Millions are waiting more than a month to see their GP with many patients heading to overstretched A&E departments or giving up entirely as delays hit record levels, new figures show

Millions of Britons are waiting more than a month to see their GP, with many patients heading to A&E or giving up altogether as delays reach record levels, new figures show.

About 14.9 million appointments took place more than 28 days after they were booked in the first ten months of this year, research from The times found it.

The grim figure is already significantly higher than last year's 12.8 million people waiting and is on track to surpass the previous record of 15.2 million in 2019.

In October, some 2.6 million appointments were reported more than 28 days after booking, which amounts to one in 13. The figure is almost a million more than in the same month before the pandemic, while it is 700,000 more than in October 2022 .

There were also 28,000 excess deaths between January and June this year, with the biggest increase seen in adults aged 50 to 64. Many died from preventable conditions, including diabetes and heart disease.

Private health insurers are also reporting increasing demand for GP appointments. Vitality said as many as 40 percent of claims are related to private healthcare consultations, up from 4 percent in 2015.

Rishi Sunak has promised to cut NHS waiting lists, but millions of Britons are left waiting for months to see their GP

Spire Healthcare said its network of private GPs had booked 41 per cent more appointments than last year.

Experts have attributed the GP appointment crisis to a growing population and a shrinking workforce.

Many GPs are choosing to retire at 50, move abroad or work in the private sector due to complaints about rising demand, paperwork and a toxic environment.

The latest doctors' strike, which saw disgruntled workers walk out for a total of nine days in the run-up to Christmas and into January, will also impact NHS waiting lists, Prime Minister Rishi Sunak has said.

He has urged medics, who earn up to £60,000, to 'do the right thing' and call off industrial action, which will rock hospitals at what is usually the busiest time of year.

The NHS waiting list stands at 7.7 million, with hundreds of thousands of patients stuck in the system for more than a year. However, the figure for October is 65,000 lower than last month, a sign that waiting lists are slowly but surely shrinking.

The IPPR think tank found this year that around one in eight who failed to get a GP appointment resorted to A&E instead, an increase from around one in 13 two years ago.

Steve Brine, the Tory chairman of the Commons Health Select Committee, said it has been 'worrying for some time' that young people are choosing private subscription services online in favor of NHS general medicine.

He asked whether anything could be done to lure them back to the standard system.

Junior doctors in England have voted for new strikes in December and January after talks between the government and the British Medical Association collapsed

Junior doctors in England have voted for new strikes in December and January after talks between the government and the British Medical Association collapsed

The Times discovered that Ronald Leslie Harris, from Hereford, killed himself in June after waiting weeks to see a GP for mental health problems.

Meanwhile, Kaine Carlon, 34, was found dead at home in January.

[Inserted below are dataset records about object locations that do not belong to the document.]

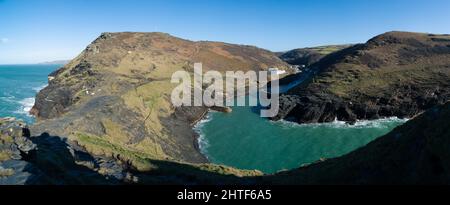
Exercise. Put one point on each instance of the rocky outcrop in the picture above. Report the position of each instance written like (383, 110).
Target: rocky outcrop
(309, 56)
(114, 98)
(413, 153)
(394, 74)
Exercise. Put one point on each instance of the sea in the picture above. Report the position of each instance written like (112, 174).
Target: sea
(240, 139)
(244, 140)
(19, 85)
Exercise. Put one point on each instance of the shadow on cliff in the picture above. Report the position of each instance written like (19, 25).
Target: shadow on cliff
(53, 163)
(173, 173)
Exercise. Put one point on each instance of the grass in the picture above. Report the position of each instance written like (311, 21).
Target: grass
(100, 146)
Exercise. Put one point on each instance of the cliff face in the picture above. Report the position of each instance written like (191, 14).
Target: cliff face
(414, 153)
(114, 98)
(309, 56)
(395, 74)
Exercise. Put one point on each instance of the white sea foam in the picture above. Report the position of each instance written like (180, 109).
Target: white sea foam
(203, 143)
(39, 88)
(25, 106)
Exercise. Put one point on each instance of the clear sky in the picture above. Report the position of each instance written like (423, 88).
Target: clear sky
(44, 30)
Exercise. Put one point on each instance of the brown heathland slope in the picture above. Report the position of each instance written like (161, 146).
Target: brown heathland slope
(114, 98)
(414, 153)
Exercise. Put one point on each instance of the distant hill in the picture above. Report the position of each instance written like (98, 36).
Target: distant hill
(57, 62)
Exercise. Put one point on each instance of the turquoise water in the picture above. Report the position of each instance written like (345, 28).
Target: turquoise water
(244, 140)
(19, 85)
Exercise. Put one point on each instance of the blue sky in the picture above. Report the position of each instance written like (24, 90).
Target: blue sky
(43, 30)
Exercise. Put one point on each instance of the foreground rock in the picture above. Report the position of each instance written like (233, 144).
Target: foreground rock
(395, 74)
(113, 100)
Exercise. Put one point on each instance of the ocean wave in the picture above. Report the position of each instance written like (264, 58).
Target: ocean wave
(39, 88)
(378, 123)
(25, 106)
(202, 141)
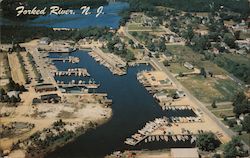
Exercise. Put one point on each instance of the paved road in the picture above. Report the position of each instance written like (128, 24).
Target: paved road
(160, 66)
(196, 101)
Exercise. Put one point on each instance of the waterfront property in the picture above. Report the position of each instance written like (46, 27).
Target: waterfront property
(45, 87)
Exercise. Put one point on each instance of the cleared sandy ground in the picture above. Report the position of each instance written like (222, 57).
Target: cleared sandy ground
(16, 72)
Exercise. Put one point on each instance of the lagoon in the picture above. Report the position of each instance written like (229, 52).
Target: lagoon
(132, 108)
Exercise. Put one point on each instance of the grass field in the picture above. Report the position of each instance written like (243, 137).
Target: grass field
(238, 58)
(209, 89)
(244, 35)
(184, 54)
(176, 68)
(138, 26)
(246, 138)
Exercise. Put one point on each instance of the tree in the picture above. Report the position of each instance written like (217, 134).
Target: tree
(203, 72)
(229, 39)
(166, 63)
(189, 34)
(181, 74)
(246, 123)
(241, 108)
(214, 104)
(207, 141)
(234, 148)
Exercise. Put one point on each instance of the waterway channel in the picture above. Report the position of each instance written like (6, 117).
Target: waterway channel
(132, 108)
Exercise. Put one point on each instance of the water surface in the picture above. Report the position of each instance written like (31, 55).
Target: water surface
(132, 108)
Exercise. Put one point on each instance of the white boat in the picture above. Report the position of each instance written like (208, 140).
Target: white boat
(178, 137)
(174, 138)
(157, 138)
(153, 138)
(166, 138)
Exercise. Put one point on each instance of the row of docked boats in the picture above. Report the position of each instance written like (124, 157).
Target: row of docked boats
(167, 138)
(70, 72)
(146, 130)
(185, 119)
(176, 107)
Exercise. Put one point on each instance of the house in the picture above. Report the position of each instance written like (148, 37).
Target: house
(119, 46)
(184, 153)
(162, 97)
(188, 65)
(243, 43)
(45, 41)
(180, 94)
(50, 98)
(45, 87)
(13, 93)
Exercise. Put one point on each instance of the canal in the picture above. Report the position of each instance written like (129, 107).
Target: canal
(132, 108)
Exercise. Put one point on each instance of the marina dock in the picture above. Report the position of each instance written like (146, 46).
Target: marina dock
(76, 72)
(70, 59)
(114, 63)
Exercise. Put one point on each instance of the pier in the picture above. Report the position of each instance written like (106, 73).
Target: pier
(70, 59)
(115, 64)
(76, 71)
(90, 84)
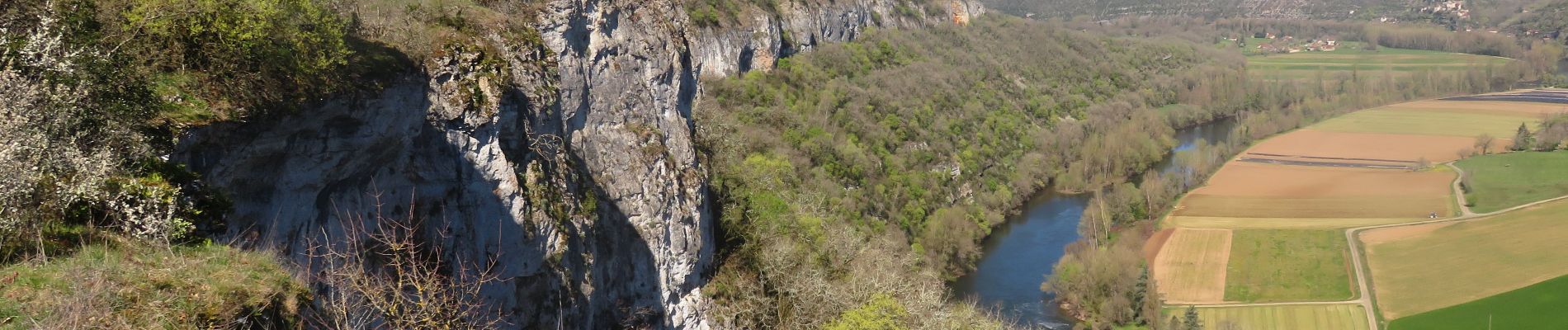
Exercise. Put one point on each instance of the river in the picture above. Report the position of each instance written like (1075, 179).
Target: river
(1019, 254)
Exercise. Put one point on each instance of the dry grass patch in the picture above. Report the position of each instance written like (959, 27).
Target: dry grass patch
(1372, 146)
(1424, 268)
(1463, 124)
(1308, 182)
(1282, 223)
(1287, 266)
(1343, 316)
(1487, 106)
(1191, 268)
(1355, 207)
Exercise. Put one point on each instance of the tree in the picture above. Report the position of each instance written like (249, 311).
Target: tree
(1141, 291)
(1192, 319)
(1484, 143)
(1523, 139)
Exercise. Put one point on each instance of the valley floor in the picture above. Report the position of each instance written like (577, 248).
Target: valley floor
(1346, 224)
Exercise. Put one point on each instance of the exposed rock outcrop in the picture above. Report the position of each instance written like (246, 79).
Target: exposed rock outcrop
(761, 36)
(568, 163)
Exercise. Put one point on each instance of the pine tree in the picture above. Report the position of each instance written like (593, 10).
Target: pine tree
(1139, 293)
(1192, 319)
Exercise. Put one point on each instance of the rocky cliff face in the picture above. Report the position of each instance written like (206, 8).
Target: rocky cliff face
(566, 163)
(761, 38)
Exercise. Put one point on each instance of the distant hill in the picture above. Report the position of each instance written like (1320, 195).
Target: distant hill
(1207, 8)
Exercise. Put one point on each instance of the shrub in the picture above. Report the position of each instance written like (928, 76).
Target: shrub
(134, 285)
(242, 54)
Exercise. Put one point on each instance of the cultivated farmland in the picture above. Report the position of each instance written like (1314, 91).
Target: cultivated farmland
(1245, 190)
(1505, 180)
(1320, 207)
(1350, 59)
(1306, 182)
(1278, 223)
(1191, 268)
(1344, 316)
(1287, 266)
(1531, 307)
(1367, 146)
(1409, 120)
(1424, 268)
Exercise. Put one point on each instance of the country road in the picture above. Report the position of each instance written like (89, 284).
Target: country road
(1357, 255)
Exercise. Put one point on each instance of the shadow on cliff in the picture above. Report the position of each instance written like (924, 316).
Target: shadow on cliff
(294, 177)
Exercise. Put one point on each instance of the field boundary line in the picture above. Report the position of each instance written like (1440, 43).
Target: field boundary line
(1363, 272)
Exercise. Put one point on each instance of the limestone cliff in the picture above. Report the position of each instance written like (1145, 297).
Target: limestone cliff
(566, 162)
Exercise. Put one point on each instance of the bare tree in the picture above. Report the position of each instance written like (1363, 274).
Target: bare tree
(1484, 143)
(381, 274)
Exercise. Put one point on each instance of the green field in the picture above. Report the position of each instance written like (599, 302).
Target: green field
(1386, 207)
(1405, 120)
(1287, 266)
(1350, 57)
(1344, 316)
(1505, 180)
(1282, 223)
(1531, 307)
(1424, 268)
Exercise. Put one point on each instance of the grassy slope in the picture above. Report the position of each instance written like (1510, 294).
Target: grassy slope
(1287, 266)
(1470, 260)
(1533, 307)
(140, 286)
(1514, 179)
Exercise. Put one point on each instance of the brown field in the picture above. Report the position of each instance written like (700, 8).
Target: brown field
(1191, 268)
(1282, 223)
(1374, 146)
(1306, 182)
(1151, 248)
(1322, 207)
(1432, 266)
(1249, 190)
(1397, 233)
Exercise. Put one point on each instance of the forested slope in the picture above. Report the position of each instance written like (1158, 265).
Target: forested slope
(918, 143)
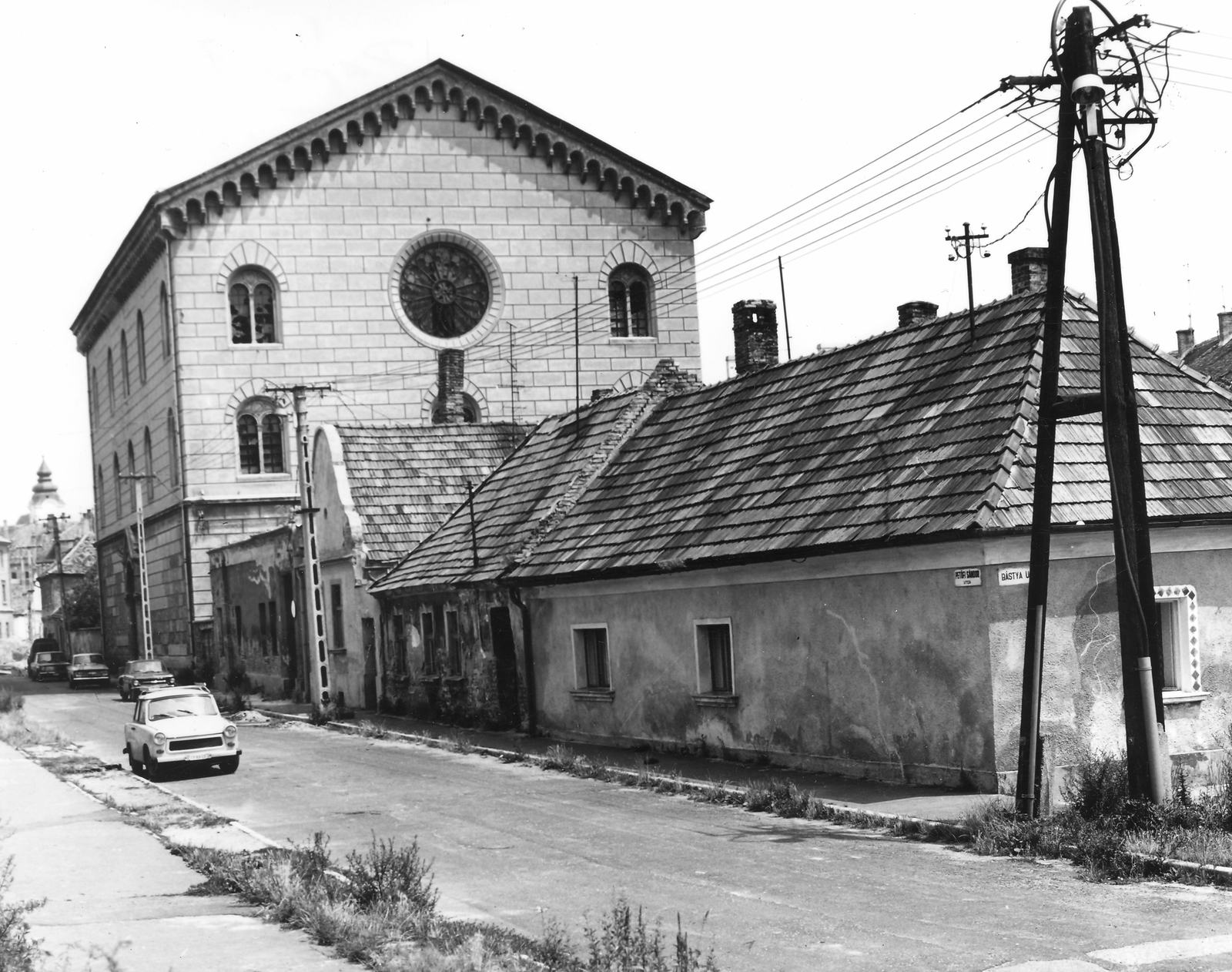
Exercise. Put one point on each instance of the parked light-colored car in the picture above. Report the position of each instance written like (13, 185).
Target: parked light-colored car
(142, 675)
(182, 725)
(88, 668)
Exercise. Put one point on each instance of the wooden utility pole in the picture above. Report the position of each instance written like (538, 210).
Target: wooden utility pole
(964, 250)
(139, 491)
(320, 675)
(1141, 642)
(1141, 647)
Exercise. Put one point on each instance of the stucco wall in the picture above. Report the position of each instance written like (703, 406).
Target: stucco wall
(878, 663)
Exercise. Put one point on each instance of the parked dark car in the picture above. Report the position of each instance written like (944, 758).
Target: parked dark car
(142, 675)
(88, 668)
(47, 665)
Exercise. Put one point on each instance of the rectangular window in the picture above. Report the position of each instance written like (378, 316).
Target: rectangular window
(400, 643)
(1177, 612)
(428, 630)
(336, 606)
(453, 642)
(714, 639)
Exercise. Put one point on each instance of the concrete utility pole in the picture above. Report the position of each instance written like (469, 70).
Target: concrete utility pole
(147, 635)
(1141, 645)
(964, 250)
(320, 669)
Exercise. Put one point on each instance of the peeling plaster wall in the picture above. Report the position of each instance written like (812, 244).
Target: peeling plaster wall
(878, 664)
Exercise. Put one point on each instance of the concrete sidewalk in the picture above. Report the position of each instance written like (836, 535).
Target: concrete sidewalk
(927, 803)
(114, 889)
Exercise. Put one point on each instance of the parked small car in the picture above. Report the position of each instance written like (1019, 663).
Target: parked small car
(142, 675)
(179, 726)
(88, 668)
(47, 665)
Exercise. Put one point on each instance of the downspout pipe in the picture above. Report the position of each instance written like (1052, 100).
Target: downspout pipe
(529, 655)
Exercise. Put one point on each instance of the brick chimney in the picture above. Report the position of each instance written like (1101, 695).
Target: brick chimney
(1028, 270)
(450, 380)
(755, 324)
(916, 312)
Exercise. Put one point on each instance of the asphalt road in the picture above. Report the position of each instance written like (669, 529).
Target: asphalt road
(517, 846)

He had undiagnosed type 1 diabetes and could not make an appointment with the doctor, his roommate revealed.

While most of October's 34.2 million patients were seen within a week, 4.8 million patients had to wait between 15 and 28 days.

Louise Ansari, national director of Healthwatch England, said getting GP appointments was the main reason why patients approached the watchdog.

She said challenges with long phone queues or online tools led to some patients “refraining from trying to book appointments at all”.

Data from NHS England shows that the waiting list fell by 0.8 percent in October.

However, the toll of 7.71 million is still one of the highest figures since NHS recording began in August 2007 and up from 490,000 in October 2022.

By comparison, around 4.4 million people were stuck in the system when the pandemic reached Britain.

About 377,618 patients had to wait at least a year, which is slightly less than the 391,122 a month earlier.

Louise Ansari, national director of Healthwatch England, said getting GP appointments was the main reason why patients approached the watchdog.  (File image)

Louise Ansari, national director of Healthwatch England, said getting GP appointments was the main reason why patients approached the watchdog. (File image)

The NHS has been ordered to eliminate all waiting times over a year by March 2025.

Figures also show that in September 190 patients had been queuing for more than two years, compared to 227 a month earlier.

The NHS was told that the two-year waiting times should be eliminated by July 2022, except for patients who chose to wait longer, did not want to travel to be seen more quickly, or for very complex cases requiring specialist treatment.

Asked whether he had failed to deliver on the government's pledge to reduce NHS waiting lists by the end of the year, Mr Sunak said the NHS has 'made progress' in tackling the backlog for the longest waiters .

However, he said industrial action by NHS staff “has made that difficult”.

A Department of Health and Social Care spokesperson said: 'We are making it easier for patients to see and contact their GP. There are now an average of 44 more appointments in each GP practice, per working day compared to October 2019 and the Government has delivered on its manifesto commitment to deliver more than 50 million additional appointments every day.”